Macholtz Stadium
- Interactive map of Macholtz Stadium
- Location: Anderson University Anderson, Indiana United States
- Coordinates: 40°06′59″N 85°39′40″W﻿ / ﻿40.116349°N 85.661173°W
- Owner: Anderson University
- Operator: Anderson University
- Capacity: 4,300
- Surface: Artificial turf

Construction
- Opened: 1977
- Renovated: 2008

Tenants
- Anderson University Ravens (NCAA Sports)

= Macholtz Stadium =

Multi-purpose stadium in Anderson, Indiana

Macholtz Stadium is a 4,300-seat multi-purpose stadium in Anderson, Indiana. The facility opened in 1977, is located on the campus of Anderson University, and is named in honor of Dr. James Macholtz who served as coach of the Anderson University football, Track and Field programs, and men's and women's lacrosse.

== Uses ==
The stadium is primarily used for American football and track and field. It is home to the Anderson University football and track and field teams.

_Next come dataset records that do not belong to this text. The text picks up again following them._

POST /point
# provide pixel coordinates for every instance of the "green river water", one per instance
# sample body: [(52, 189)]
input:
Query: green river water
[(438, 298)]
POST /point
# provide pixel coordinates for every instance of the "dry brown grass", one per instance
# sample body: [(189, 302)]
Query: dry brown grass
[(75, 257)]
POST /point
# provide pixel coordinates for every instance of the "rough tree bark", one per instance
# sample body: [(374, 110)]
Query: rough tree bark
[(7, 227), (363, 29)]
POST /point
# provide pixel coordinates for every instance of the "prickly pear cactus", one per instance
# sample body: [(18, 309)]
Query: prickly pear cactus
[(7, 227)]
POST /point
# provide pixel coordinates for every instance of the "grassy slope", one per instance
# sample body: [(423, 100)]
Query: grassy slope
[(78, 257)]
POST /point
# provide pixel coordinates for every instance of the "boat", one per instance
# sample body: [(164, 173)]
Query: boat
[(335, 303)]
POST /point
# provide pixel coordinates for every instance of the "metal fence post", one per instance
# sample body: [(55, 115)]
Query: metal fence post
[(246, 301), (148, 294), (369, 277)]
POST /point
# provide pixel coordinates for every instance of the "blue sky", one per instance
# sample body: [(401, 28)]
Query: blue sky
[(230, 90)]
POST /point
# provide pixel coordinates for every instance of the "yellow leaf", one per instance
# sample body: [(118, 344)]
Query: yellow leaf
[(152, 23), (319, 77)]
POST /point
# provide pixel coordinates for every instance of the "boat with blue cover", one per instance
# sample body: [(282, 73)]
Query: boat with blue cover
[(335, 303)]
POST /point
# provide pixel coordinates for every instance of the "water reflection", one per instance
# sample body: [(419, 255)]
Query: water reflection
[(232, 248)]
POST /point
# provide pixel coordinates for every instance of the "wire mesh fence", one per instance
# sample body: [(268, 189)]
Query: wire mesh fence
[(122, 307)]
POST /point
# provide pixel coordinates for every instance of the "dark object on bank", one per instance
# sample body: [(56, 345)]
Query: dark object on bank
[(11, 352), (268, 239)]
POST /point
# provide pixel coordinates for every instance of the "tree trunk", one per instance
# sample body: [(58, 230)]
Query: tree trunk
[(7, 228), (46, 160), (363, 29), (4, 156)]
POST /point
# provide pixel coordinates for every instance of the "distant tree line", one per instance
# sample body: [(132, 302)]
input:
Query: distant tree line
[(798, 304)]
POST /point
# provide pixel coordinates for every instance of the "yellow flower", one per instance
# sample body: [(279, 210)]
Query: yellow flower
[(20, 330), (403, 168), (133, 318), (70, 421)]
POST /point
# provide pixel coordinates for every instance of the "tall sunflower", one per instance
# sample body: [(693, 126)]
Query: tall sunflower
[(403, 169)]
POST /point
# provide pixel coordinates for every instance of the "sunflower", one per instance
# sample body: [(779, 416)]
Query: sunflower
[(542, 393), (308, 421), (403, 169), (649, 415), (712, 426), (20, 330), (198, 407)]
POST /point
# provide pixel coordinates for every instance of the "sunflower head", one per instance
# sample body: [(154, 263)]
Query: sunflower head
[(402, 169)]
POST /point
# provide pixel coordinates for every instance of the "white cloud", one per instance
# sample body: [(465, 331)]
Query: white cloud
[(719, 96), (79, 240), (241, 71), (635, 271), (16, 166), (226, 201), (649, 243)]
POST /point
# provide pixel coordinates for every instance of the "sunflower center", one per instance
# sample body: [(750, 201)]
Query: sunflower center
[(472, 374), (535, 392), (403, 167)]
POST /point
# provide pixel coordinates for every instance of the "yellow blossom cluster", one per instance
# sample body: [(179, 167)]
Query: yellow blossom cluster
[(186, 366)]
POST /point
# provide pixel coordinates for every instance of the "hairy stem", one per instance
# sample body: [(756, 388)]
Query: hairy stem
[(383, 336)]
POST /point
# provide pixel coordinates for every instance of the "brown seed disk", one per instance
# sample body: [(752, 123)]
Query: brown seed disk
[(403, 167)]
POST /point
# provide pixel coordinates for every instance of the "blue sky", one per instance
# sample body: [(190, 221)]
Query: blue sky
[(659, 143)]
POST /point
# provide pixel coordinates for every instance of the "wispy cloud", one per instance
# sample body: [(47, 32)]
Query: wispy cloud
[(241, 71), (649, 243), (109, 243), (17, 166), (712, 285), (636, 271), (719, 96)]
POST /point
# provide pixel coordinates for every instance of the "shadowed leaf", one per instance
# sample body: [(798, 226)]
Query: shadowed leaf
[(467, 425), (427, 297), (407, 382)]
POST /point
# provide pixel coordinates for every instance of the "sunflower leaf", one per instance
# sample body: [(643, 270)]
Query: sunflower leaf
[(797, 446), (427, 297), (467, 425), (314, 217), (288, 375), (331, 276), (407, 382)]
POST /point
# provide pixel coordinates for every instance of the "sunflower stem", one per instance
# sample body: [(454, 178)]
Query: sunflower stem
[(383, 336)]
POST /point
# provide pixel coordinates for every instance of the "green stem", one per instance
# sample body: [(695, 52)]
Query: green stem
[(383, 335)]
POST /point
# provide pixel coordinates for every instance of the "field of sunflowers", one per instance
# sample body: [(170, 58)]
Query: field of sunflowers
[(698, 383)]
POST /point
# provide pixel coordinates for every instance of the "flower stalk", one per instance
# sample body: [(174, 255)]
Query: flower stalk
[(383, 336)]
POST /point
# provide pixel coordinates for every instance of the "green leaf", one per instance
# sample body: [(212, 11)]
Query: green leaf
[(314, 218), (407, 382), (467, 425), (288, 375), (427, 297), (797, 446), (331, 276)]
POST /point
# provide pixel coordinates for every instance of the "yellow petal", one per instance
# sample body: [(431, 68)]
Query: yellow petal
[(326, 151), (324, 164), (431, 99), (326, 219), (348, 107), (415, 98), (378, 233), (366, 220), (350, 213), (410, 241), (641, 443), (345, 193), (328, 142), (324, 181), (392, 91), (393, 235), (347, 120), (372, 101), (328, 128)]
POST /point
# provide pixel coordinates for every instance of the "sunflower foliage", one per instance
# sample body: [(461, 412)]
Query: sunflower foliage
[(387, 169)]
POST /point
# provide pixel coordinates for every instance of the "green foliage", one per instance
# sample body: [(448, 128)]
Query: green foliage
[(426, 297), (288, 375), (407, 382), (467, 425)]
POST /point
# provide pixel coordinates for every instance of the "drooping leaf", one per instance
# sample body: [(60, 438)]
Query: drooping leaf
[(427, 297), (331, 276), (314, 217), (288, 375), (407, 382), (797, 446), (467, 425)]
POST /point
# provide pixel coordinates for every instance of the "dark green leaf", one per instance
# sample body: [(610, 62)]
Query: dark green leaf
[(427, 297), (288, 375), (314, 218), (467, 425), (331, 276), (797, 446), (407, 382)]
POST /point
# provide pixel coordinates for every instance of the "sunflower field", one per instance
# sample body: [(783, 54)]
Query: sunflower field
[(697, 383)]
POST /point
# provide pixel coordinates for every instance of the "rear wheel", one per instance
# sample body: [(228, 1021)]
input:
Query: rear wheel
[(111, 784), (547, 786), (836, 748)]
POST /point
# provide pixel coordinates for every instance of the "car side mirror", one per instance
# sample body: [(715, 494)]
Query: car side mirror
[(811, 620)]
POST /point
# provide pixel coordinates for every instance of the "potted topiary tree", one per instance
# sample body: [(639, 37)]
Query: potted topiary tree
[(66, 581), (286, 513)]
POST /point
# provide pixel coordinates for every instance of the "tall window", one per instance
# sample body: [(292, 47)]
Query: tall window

In 2015, the Indianapolis Colts returned to Macholtz Stadium for training camp.

==Major renovations==
In 2008, the university completed a renovation project with the overall cost at approximately $800,000. Improvements included an artificial turf field and outdoor all-weather lights. The field enhancements were funded through new gift resources as a part of the university's $110 million "Dreams. Discovery. Direction" campaign.